S.B. 1070: No To A Police State
America is not a police state, neither is Arizona despite the eagerness of its legislature, its governor and the majority of the hysteric public opinion
America is not a police state, neither is Arizona despite the eagerness of its legislature, its governor and the majority of the hysteric public opinion.
An order for injunctive relief, although preliminary, reaffirms that the very basic tenets of the U.S. Constitution will remain safeguarded against abuse whether in the guise of statute or of law enforcement.
Arizona officers will be prevented from checking a person's immigration status or make a warrantless arrest based on mere conjectures or so called "reasonable suspicion".
Arizona cannot burden its citizens or alien residents to carry identity documents or registration papers.
Arizona may not create new crimes in order to regulate immigration independently from the federal government.
In sum, the federal court decided that blocking the most pernicious evils of the S.B. 1070 is in the public interest, preventing irreparable harm to our civil liberties.

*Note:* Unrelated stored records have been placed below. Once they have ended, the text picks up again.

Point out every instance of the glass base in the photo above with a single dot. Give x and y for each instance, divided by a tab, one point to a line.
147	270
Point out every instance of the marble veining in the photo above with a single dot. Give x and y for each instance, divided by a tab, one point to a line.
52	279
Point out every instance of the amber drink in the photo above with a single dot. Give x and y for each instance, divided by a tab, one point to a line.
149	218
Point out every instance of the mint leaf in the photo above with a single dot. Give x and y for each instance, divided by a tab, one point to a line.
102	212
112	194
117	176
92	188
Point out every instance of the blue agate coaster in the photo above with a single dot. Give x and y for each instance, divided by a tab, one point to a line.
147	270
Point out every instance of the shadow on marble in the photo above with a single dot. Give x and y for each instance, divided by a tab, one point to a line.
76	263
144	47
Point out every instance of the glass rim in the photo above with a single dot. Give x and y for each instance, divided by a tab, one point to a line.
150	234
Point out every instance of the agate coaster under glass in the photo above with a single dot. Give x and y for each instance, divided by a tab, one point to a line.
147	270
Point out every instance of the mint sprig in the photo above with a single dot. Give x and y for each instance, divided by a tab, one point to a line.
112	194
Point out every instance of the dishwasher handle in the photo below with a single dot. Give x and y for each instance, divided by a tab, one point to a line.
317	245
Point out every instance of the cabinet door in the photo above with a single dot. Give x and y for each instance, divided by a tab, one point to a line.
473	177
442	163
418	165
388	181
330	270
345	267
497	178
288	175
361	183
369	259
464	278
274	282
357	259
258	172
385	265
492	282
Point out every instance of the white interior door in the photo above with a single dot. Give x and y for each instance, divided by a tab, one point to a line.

"Unlawful presence in the United States is not a federal crime", "federal law contains no criminal sanction for working without authorization," as stated in its restraining order by the federal court.
Referring to the "attrition through enforcement" legislative intent of the S.B. 1070, Judge Susan Bolton refused to "enjoin a purpose." American in spirit and gracious, Judge Bolton stated, "The Arizona Legislature is free to express its viewpoint and intentions as it wishes," after all "it had no operative function".
Solidly based on precedent, another stalwart of our judicial system, Judge Bolton frequently quoted Hines v. Davidowits (1941) where the Supreme Court found that imposing "substantial burdens on lawful immigrants…frustrates the concern of Congress for nationally-uniform rules governing the treatment of aliens…-rules designed to ensure 'our traditional policy of not treating aliens as a thing apart.'"
The Supreme Court in Hines observed that regulating immigration by the U.S. Congress and not any individual state was to be done "in such a way to protect the personal liberties of law-abiding aliens…and to leave them free from the possibility of inquisitorial practice and police surveillance."
To the 18 other states considering similar anti-immigrant legislation, this preliminary injunctive relief, shows that to enforce such "preempted laws" is not in the public interest for Arizona or the rest of the United States.